Page 86 of Tipping Point
Then she puts on the little hood and the falcon settles down comfortably with a ruffle of its feathers.
I guess we’re all like that, I think. Way more comfortable turning a blind eye towards the world and all its problems.
I am doing the same thing, I think uncomfortably.
I agreed to film through to the end of the season. When I spoke to Dixon, I told him I was happy to stay on, give him time to recover from the toll the past few years had taken on him, but in reality I can’t help but wonder if it’s because of Finn. I’m enjoying my time with him, ignoring the flutters I feel low in my belly, trying not to have thoughts of “what if.”
But at the end of this season, he’ll be done.
You can’t be a race car driver and have a life.
He won’t be a driver anymore, and I’m wondering how his life will look from then on.
My belly flutters.
I’m wondering if I’ll be a part of it.
* * *
FINN
“Finn?” She’s shaking me by the shoulders, her voice low and urgent.
I’m still twisted in pain, my shoulder searing with the flames as sweat pours over me, the impossible weight of the car at my back as I strain to dampen the fire. I watch as Grace’s face melts before me.
“Finn! Wake up!”
It drags me from the nightmare I was having, skin covered in sweat, the sheets wrapped around me in a tangled web.
It’s the same nightmare I have had for years. I relive the moment, unable to change even the smallest detail. Just relive the worst moment of my life again and again.
I struggle to pull free, Camille’s voice soft on my shoulder as she murmurs against my skin. I swing my legs off the bed and sit up, lowering my face into my hands.
I shiver.
I’ve been battling this spiral for weeks. Camille’s warmth was a place I could grab hold of, cling onto.
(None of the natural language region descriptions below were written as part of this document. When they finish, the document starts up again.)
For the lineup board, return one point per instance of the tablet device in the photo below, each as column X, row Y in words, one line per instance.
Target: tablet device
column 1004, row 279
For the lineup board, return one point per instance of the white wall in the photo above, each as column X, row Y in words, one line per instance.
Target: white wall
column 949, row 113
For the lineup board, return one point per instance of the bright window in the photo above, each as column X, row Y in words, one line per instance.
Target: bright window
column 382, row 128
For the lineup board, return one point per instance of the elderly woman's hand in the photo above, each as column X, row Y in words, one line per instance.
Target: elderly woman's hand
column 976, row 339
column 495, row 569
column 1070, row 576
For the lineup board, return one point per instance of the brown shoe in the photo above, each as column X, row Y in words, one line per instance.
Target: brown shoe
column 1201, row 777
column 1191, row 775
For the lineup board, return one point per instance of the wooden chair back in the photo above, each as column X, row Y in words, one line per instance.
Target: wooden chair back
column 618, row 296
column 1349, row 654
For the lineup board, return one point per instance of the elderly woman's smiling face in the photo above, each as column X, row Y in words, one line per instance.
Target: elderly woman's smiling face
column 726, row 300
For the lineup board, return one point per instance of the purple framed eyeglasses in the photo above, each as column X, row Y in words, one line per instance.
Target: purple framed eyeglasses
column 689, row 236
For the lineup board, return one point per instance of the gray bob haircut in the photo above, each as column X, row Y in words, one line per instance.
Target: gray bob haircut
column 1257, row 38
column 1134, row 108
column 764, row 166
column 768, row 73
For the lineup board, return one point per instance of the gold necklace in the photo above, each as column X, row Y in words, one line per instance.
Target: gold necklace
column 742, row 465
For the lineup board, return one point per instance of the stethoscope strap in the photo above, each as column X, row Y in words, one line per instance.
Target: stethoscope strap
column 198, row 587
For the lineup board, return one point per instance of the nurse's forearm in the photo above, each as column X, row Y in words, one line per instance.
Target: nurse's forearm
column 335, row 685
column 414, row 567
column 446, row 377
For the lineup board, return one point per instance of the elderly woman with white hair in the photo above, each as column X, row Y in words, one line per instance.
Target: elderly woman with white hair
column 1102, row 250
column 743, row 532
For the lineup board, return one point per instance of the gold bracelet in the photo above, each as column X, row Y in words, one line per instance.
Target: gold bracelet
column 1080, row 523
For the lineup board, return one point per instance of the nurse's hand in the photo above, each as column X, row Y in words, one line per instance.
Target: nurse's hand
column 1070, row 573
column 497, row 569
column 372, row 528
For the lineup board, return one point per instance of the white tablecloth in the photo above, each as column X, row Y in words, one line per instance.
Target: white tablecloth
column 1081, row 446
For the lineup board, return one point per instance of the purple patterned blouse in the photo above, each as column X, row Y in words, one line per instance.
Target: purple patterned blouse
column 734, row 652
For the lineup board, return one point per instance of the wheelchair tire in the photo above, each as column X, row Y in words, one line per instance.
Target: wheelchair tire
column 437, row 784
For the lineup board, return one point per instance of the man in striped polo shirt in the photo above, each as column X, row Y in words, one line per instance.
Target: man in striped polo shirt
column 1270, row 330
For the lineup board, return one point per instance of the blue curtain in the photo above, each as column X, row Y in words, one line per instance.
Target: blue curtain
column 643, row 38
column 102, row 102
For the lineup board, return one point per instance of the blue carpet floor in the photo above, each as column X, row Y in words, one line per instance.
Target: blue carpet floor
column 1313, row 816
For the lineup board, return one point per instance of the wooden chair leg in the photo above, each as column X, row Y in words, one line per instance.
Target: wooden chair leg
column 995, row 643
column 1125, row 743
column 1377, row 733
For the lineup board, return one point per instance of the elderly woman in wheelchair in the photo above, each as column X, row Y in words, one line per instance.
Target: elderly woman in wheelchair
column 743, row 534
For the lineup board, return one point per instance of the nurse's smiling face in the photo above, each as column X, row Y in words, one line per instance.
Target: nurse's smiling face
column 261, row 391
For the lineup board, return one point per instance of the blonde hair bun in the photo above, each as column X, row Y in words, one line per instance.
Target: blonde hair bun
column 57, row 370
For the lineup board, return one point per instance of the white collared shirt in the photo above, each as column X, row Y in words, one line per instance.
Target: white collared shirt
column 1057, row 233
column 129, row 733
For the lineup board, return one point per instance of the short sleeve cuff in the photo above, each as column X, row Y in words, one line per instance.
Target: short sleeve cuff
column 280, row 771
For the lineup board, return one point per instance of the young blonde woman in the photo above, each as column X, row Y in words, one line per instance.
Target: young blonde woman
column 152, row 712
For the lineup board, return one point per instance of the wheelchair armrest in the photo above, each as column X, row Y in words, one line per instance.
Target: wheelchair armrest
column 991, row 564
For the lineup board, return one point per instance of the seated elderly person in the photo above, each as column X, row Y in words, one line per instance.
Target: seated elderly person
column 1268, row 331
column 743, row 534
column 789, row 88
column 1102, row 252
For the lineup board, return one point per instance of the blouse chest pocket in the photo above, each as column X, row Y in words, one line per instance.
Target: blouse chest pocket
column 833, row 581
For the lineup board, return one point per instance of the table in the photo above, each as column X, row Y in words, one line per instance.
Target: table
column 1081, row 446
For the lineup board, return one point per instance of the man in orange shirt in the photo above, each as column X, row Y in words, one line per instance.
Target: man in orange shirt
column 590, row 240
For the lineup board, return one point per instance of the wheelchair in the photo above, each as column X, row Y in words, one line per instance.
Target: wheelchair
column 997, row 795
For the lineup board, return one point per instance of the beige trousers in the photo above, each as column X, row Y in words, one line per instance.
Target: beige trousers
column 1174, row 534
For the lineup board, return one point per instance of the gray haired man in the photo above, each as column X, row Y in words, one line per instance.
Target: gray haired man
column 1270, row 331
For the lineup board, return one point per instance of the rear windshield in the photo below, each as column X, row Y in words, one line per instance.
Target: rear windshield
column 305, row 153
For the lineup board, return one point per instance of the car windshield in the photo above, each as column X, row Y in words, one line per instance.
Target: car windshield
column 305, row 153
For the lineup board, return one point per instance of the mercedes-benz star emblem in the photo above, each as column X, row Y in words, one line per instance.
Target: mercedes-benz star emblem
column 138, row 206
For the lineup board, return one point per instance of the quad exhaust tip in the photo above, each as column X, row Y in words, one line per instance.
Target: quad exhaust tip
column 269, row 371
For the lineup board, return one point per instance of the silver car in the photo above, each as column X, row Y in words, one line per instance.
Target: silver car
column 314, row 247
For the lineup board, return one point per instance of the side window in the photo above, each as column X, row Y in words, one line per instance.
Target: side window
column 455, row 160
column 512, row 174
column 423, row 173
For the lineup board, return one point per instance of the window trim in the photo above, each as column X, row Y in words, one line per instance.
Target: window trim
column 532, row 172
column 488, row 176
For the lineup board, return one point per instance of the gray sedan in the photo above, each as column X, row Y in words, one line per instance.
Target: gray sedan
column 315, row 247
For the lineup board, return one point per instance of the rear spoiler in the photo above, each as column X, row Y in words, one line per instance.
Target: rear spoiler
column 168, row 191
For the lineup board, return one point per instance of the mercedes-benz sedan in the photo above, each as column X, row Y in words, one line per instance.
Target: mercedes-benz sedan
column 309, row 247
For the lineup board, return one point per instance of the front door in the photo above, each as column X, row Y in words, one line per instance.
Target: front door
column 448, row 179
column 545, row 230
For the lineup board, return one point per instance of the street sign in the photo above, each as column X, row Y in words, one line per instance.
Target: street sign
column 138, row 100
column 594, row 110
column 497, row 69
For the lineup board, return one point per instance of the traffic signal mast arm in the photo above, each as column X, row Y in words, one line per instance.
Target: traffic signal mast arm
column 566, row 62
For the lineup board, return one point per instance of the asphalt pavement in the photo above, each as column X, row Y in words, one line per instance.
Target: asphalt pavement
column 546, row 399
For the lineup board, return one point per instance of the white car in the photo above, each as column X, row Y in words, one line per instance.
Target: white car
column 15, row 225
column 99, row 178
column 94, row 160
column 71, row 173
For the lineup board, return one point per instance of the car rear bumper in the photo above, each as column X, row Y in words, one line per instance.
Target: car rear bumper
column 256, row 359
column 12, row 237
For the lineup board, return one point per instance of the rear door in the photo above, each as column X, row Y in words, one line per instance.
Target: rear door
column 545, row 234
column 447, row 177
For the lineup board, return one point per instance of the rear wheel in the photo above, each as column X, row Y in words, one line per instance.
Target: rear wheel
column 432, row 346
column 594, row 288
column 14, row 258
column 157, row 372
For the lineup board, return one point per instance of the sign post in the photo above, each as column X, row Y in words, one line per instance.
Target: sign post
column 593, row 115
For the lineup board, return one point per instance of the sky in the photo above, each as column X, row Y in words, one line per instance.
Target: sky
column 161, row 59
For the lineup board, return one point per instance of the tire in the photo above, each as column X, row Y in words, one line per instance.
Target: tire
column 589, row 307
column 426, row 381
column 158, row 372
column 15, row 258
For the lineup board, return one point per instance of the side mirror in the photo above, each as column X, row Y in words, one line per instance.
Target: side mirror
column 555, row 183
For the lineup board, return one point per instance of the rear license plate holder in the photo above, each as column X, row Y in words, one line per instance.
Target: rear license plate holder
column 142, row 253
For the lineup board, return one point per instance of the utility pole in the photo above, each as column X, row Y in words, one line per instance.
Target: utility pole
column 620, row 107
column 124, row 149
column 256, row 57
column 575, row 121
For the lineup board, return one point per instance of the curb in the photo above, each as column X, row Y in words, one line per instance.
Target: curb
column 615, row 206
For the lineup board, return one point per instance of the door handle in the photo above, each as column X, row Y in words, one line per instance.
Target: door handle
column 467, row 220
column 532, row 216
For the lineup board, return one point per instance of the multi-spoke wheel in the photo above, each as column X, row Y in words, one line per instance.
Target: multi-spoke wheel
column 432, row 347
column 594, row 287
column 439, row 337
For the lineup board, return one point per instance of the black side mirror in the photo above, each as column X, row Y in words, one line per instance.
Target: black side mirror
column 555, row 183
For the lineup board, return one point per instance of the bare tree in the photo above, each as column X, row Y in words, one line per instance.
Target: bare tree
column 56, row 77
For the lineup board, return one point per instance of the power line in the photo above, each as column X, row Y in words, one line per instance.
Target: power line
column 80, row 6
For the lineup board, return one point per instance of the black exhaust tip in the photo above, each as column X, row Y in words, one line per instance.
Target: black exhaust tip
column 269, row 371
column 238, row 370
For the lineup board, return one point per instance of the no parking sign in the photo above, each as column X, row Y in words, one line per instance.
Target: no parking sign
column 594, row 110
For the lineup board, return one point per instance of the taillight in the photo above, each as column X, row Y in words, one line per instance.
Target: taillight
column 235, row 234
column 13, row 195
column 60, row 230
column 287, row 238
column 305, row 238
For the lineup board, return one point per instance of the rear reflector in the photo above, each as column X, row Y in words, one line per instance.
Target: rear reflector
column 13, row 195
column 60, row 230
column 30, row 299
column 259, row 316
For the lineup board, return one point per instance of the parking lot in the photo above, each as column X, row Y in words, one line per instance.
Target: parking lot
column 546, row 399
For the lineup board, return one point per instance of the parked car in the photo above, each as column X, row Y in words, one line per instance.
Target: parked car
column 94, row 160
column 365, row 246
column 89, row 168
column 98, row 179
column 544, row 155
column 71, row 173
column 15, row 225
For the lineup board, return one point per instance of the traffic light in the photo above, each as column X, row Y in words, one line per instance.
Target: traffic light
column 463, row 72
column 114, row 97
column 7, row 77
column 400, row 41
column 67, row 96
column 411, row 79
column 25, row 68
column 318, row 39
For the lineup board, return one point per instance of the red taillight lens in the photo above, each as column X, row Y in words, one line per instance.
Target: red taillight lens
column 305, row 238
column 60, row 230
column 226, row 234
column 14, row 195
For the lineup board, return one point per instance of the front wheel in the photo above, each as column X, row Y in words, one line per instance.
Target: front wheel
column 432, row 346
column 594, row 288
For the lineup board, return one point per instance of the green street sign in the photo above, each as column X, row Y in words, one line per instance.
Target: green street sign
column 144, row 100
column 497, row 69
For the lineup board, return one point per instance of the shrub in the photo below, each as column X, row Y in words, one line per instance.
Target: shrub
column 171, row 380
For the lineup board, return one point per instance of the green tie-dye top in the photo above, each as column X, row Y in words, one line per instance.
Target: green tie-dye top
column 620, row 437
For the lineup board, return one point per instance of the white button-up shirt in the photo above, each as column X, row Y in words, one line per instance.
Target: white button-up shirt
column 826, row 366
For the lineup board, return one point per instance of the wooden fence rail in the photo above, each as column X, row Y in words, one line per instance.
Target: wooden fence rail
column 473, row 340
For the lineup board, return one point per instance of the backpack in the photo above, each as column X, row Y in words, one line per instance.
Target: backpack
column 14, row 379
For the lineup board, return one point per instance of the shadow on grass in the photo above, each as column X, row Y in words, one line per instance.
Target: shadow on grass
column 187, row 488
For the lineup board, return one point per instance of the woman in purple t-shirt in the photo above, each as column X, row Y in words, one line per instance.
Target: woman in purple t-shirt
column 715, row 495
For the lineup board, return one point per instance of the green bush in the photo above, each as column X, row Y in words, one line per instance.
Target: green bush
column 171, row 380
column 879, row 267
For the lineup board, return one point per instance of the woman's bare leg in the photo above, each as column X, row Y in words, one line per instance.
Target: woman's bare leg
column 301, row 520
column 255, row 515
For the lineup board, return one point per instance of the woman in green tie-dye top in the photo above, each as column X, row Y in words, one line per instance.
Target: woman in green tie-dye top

I haven’t seen her since Japan. She’s been away filming Skorost. When she landed here in Austin, Texas, I was already frothing at the mouth. My whole system is poisoned by the memories of the circuit here, Grace, the fucking flames. Every year when we return, it haunts me. I haven’t slept in days.
I knew it was coming but it’s always when I’m back here that I can look at the weeks leading up to it and, in hindsight, see the warning signs.
It feels like drowning. Like I’m fighting not to sink and when I’m hanging, suspended, at the bottom where nothing can reach me, I stop.
Stop feeling completely.
And with Camille gone I needed something to hold on to. Desperate, I reached for her.
When I finally drag her into my suite, her eyes were wide and quiet, taking me in. When I kissed her, she licked at her lip, where my bite had broken the skin. And then she looked me over for a moment more and surrendered to me.
I don’t know how else to think about it.
Usually when we fuck, she meets me halfway. This time she was like a piece of flesh, there for the taking. When I pulled her to me, she bounced up against my chest, and when I nuzzled at her neck, she lay her head back, giving me the full bare length of it to run my nose along. When I tore at her shirt, she didn’t peel it up for me, arms crossed as she tugged it over her head. She just lifted her arms, watching me tear it off, chest rising and falling with her heavy breathing. She didn’t undress me. She let me tip her back on the carpeted floor and drag her jeans from the tangle of her legs. I couldn’t bear how she looked at me. When I flipped her over, she looked back at me over her shoulder. It gave me pause.
She closed her eyes in a slow blink and gave me a nod. I tugged her ass up by the waist and undid my jeans. When she rose on her elbows, I pushed down on her neck, keeping her head low.
She was gloriously wet and tight when I slammed into her, straining against the carpet to offer me resistance.
I finished fast, furious, and when I pulled back, she turned over, tugging me down to her chest, and I collapsed there, breathing slowly.